Research Department of Pathology, University College London (UCL) Cancer Institute, London, UK.
Wellcome Sanger Institute, Hinxton, UK.
J Pathol Clin Res. 2021 Sep;7(5):425-431. doi: 10.1002/cjp2.219. Epub 2021 May 9.

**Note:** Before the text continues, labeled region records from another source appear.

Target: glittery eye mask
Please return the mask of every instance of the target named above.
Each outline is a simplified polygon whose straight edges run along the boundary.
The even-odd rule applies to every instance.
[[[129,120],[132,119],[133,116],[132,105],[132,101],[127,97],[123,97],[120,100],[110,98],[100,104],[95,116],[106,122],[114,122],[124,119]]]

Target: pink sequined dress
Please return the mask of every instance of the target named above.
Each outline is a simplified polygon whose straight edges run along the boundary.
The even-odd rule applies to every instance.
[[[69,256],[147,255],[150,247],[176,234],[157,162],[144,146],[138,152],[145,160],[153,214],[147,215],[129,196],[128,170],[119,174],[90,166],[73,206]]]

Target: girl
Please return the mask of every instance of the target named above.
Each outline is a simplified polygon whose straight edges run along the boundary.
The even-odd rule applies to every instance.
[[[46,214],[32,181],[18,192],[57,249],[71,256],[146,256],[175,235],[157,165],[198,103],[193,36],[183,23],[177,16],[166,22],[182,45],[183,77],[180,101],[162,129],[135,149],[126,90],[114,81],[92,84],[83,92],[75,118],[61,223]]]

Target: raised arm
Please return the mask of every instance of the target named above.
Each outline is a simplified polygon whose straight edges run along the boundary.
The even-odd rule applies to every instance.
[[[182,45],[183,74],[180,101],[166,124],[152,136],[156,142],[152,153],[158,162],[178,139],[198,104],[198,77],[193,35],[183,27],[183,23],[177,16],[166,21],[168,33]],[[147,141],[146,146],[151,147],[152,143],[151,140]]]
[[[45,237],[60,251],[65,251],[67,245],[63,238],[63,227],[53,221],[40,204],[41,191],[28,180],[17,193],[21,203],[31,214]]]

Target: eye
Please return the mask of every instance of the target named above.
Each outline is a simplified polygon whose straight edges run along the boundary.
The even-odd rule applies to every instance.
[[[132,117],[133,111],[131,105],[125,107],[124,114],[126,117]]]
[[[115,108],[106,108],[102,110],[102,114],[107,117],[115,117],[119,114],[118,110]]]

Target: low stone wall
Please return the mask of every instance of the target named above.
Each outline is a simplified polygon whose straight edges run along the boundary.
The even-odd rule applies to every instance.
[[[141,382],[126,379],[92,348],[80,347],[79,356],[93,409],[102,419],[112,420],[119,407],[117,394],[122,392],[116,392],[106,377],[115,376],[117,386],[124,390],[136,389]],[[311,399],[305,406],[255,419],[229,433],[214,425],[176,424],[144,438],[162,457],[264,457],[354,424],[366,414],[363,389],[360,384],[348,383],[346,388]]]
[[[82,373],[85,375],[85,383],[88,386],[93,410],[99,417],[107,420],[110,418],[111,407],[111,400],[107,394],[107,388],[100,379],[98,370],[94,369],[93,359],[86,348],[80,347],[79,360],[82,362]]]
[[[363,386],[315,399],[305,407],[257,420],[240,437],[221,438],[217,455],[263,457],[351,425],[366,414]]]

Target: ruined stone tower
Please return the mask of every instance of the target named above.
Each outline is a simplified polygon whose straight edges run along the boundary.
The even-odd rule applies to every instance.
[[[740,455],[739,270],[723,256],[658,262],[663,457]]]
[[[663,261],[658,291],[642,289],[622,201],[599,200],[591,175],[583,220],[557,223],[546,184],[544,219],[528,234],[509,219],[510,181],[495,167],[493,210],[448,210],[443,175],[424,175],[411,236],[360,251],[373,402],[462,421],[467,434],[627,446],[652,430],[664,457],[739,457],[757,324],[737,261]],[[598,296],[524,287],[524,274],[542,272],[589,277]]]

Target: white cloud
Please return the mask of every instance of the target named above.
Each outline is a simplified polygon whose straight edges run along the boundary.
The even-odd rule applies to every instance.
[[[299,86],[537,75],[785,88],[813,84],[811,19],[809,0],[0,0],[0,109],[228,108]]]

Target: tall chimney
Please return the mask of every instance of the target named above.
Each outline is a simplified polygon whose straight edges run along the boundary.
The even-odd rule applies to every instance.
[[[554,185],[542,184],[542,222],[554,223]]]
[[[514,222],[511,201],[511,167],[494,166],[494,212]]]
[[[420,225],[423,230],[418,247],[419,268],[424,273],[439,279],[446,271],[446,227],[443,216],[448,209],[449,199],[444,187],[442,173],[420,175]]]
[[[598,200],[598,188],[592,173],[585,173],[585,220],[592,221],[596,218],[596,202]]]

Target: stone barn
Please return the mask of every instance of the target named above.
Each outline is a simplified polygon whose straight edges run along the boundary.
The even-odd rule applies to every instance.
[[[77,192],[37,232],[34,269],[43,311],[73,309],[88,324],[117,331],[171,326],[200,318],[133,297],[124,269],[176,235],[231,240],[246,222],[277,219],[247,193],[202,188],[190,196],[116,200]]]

Osteosarcoma, the most common primary malignant tumour of bone, affects both children and adults. No fundamental biological differences between paediatric and adult osteosarcoma are known. Here, we apply multi-region whole-genome sequencing to an index case of a 4-year-old child whose aggressive tumour harboured high-level, focal amplifications of MYC and CCNE1 connected by translocations. We reanalysed copy number readouts of 258 cases of high-grade osteosarcoma from three different cohorts and identified a significant enrichment of focal MYC, but not CCNE1, amplifications in children. Furthermore, we identified four additional cases of MYC and CCNE1 coamplification, highlighting a rare driver event which warrants further investigation. Our findings indicate that amplification of the MYC oncogene is a major driver of childhood osteosarcoma, while CCNE1 appears recurrently amplified independent of age.
骨肉瘤是最常见的原发性骨恶性肿瘤,可发生于儿童和成人。目前尚未发现儿童骨肉瘤和成人骨肉瘤之间存在根本的生物学差异。在这里,我们对一名 4 岁儿童的一个典型病例进行了多区域全基因组测序,该患儿侵袭性肿瘤中存在高水平、局灶性 MYC 和 CCNE1 的扩增,这些扩增通过易位连接。我们重新分析了来自三个不同队列的 258 例高级别骨肉瘤的拷贝数读数,并在儿童中发现了局灶性 MYC 扩增的显著富集,但 CCNE1 扩增不明显。此外,我们还鉴定了另外 4 例 MYC 和 CCNE1 共扩增的病例,突出了这一罕见的驱动事件,值得进一步研究。我们的研究结果表明,MYC 癌基因的扩增是儿童骨肉瘤的主要驱动因素,而 CCNE1 似乎与年龄无关,呈复发性扩增。